Compared to most ATP-site kinase inhibitors, small molecules that target an allosteric pocket have the potential for improved selectivity due to the often observed lower structural similarity at these distal sites. Despite their promise, relatively few examples of structurally confirmed, high-affinity allosteric kinase inhibitors exist. Cyclin-dependent kinase 2 (CDK2) is a target for many therapeutic indications, including non-hormonal contraception. However, an inhibitor against this kinase with exquisite selectivity has not reached the market because of the structural similarity between CDKs. In this paper, we describe the development and mechanism of action of type III inhibitors that bind CDK2 with nanomolar affinity. Notably, these anthranilic acid inhibitors exhibit a strong negative cooperative relationship with cyclin binding, which remains an underexplored mechanism for CDK2 inhibition. Furthermore, the binding profile of these compounds in both biophysical and cellular assays demonstrate the promise of this series for further development into a therapeutic selective for CDK2 over highly similar kinases like CDK1. The potential of these inhibitors as contraceptive agents is seen by incubation with spermatocyte chromosome spreads from mouse testicular explants, where they recapitulate Cdk2^-/- and Spdya^-/- phenotypes.
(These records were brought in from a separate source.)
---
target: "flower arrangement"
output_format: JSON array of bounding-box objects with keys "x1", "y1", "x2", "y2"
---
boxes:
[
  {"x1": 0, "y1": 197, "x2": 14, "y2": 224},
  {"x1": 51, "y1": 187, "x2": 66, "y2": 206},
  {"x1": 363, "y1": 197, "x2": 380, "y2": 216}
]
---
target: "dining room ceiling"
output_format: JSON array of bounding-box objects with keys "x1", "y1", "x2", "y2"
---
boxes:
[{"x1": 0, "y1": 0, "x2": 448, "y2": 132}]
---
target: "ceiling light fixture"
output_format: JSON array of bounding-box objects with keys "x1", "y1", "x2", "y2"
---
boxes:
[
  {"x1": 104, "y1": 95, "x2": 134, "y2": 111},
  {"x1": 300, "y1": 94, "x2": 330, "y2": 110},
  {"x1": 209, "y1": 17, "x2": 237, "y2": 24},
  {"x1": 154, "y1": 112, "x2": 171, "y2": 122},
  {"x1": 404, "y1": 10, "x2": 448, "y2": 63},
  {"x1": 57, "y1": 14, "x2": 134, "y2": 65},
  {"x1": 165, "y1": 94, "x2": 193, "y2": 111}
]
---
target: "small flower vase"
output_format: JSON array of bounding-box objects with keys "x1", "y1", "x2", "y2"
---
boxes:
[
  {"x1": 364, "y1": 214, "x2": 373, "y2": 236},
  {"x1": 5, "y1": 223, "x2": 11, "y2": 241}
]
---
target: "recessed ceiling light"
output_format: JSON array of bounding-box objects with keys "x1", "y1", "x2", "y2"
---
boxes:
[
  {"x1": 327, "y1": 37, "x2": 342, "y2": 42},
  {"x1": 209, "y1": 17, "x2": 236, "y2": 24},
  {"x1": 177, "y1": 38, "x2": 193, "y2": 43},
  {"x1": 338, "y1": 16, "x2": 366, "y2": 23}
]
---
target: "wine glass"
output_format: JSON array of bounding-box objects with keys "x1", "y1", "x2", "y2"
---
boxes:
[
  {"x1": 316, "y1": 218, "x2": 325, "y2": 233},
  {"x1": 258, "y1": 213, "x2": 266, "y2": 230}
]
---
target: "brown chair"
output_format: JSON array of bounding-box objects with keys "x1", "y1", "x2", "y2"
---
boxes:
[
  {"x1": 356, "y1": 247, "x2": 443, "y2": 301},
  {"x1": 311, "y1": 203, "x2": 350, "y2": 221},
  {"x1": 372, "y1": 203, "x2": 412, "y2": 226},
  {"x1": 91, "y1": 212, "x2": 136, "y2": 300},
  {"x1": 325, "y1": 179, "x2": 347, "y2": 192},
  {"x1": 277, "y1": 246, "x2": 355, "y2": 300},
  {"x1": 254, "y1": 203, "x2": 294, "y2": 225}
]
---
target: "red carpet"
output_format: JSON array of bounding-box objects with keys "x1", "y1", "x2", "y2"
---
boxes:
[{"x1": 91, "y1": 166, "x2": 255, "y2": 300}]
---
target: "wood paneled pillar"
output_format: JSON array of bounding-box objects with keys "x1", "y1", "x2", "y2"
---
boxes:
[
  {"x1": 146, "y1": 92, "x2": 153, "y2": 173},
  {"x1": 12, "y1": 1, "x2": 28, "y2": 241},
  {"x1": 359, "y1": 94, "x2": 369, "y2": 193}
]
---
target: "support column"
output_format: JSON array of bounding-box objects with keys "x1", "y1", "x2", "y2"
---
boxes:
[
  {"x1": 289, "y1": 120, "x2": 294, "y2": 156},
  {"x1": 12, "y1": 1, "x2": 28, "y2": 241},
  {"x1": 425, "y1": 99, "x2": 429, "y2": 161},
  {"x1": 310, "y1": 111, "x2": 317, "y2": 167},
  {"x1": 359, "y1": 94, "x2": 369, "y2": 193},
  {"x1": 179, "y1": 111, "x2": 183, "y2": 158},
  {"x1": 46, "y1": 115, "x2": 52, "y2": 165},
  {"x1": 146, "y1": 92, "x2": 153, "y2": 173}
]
与大多数 ATP 位点激酶抑制剂相比，针对变构袋的小分子具有提高选择性的潜力，因为这些远端位点经常观察到较低的结构相似性。尽管有希望，但结构证实的高亲和力变构激酶抑制剂的例子相对较少。细胞周期蛋白依赖性激酶 2 (CDK2) 是许多治疗适应症的靶标，包括非激素避孕。然而，由于CDK之间的结构相似性，具有精细选择性的针对该激酶的抑制剂尚未进入市场。在本文中，我们描述了以纳摩尔亲和力结合 CDK2 的 III 型抑制剂的开发和作用机制。值得注意的是，这些邻氨基苯甲酸抑制剂与细胞周期蛋白结合表现出强烈的负协同关系，这仍然是 CDK2 抑制机制尚未得到充分探索。此外，这些化合物在生物物理和细胞测定中的结合特征表明，该系列有望进一步开发为针对 CDK2 的选择性治疗药物，而不是高度相似的激酶（如 CDK1）。通过与小鼠睾丸外植体的精母细胞染色体扩散一起孵育，可以看出这些抑制剂作为避孕药的潜力，它们重现了Cdk2 ^-/-和Spdya ^-/-表型。